As to the speeds vs. CPU formats, looks like PoCL doesn't vectorize, which is why sha512crypt-opencl and sha256crypt-opencl appear almost same speed. As long as vectorization is rarely beneficial on GPUs and we do also have CPU formats, we might not bother improving this, but we could use PoCL for testing.
FWIW, we just got working GitHub CI for passwdqc today: https://github.com/openwall/passwdqc/pull/9
On the other hand, if you plan on having self-hosted runners, this would be an interesting approach.
Hi @claudioandre-br I am the creator of Cirun.io, "self-hosted runners" caught my eye.
FWIW I'll share my two cents. I created a service for problems like these, which is basically running custom machines (including GPUs) in GitHub Actions: https://cirun.io/
It is used in multiple open source projects needing GPU/custom machine support like the following:
It is fairly simple to setup, all you need is a cloud account (AWS or GCP) and a simple yaml file describing what kind of machines you need and Cirun will spin up ephemeral machines on your cloud for GitHub Actions to run.
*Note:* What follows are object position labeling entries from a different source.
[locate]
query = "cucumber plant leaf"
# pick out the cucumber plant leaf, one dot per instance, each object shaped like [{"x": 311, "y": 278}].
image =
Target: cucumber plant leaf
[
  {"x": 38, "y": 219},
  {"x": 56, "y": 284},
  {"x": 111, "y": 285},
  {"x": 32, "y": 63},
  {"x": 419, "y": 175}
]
It's native to GitHub ecosystem, which mean you can see logs/trigger in the Github's interface itself, just like any Github Action run.
Also, note that Cirun is free for Open source projects. (You only pay to your cloud provider for machine usage)
Thanks @aktech.
I agree that it is a good option and would be economical for on-demand CI [1]. Anyway, since "we" already have on-premises hardware, I think a better approach would be to use self-hosted runners from GitHub Actions [2]. Also, I'm not sure we have funding to use a GPU on a cloud provider.
[1] Manual triggered:
on:
workflow_dispatch
[2] https://docs.github.com/en/actions/hosting-your-own-runners/about-self-hosted-runners
we just got working GitHub CI for passwdqc today: openwall/passwdqc#9
A newer revision of the above is now integrated in here via #5407. I think this is good enough to close this issue. There will always be room for improvement, such as adding OpenCL tests, but this issue is about the initial setup.
Some projects are moving from Travis CI to GitHub Actions, e.g. https://github.com/gost-engine/engine/pull/309/files
@claudioandre-br @magnumripper Should we?